As semiconductor scaling reaches the 1.4 nm node and beyond, extreme ultraviolet (EUV) lithography faces critical cost and physical constraints, particularly the tip-to-tip (T2T) spacing bottleneck. To address these challenges, we evaluate directional ion-beam etching (IBE) as a disruptive 3D patterning strategy to enable T2T shrinkage without additional EUV cut masks. We compare two distinct IBE architectures (that is, Grid and Ribbon Beam Systems) and it is found that, Ribbon Beam System showed better angle control characteristics and, for the Ribbon Beam System, precise angular control of the ion beam allows for a Y/X etch selectivity exceeding 10:1 in 42 nm back end of line (BEOL) patterns.
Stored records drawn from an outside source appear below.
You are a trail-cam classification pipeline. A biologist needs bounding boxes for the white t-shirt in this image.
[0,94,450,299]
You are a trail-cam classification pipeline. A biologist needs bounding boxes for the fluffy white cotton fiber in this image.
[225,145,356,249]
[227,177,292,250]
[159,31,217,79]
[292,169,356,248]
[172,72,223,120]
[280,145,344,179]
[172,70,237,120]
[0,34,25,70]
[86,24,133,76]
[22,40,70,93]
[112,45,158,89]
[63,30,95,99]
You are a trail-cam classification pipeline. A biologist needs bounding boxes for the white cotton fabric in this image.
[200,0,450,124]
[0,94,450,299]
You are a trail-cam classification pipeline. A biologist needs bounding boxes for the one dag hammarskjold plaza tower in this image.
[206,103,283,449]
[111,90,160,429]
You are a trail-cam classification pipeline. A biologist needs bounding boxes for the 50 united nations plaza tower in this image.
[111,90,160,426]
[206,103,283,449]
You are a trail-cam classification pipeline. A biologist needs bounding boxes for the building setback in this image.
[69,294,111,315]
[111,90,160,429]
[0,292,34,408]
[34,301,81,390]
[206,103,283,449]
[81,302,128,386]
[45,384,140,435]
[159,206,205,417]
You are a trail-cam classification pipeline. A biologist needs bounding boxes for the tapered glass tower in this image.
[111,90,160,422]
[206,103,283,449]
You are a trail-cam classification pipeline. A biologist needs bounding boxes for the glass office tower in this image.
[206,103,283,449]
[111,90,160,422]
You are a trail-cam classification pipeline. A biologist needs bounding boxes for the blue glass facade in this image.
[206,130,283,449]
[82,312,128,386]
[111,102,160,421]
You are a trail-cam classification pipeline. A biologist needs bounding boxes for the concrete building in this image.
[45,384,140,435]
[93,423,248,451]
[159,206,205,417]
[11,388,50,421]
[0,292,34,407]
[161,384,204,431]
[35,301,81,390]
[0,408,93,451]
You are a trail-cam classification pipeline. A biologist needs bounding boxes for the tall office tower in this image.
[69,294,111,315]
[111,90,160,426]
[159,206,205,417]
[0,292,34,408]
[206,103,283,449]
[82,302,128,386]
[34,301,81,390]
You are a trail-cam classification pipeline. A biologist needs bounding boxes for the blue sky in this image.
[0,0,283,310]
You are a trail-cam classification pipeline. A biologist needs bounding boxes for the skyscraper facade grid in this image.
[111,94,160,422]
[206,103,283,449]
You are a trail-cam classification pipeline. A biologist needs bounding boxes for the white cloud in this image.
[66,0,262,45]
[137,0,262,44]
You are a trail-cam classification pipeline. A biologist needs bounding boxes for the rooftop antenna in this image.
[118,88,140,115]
This directional selectivity is further utilized to propose a novel 3D-IC interconnect strategy: tilted routing. By departing from traditional orthogonal coordinates and adopting diagonal routing paths inspired by IBE ion trajectories, we demonstrate the potential to eliminate up to four EUV-patterned layers (Via1/2, M2/3) in optimized logic structures. The feasibility of this approach has been validated on a 42 nm pitch BEOL pattern, confirming targeted critical dimension (CD) modulation and successful integration. From a manufacturing perspective, the proposed IBE-based integration can deliver a reduction of 30 auxiliary process steps, resulting in estimated cost savings of approximately 30 million per 10,000 wafers. These results establish IBEenabled tilted routing as a scalable and cost-effective solution for next-generation 3D-IC architectures, offering a viable pathway to extend scaling trends beyond the limits of conventional EUV lithography.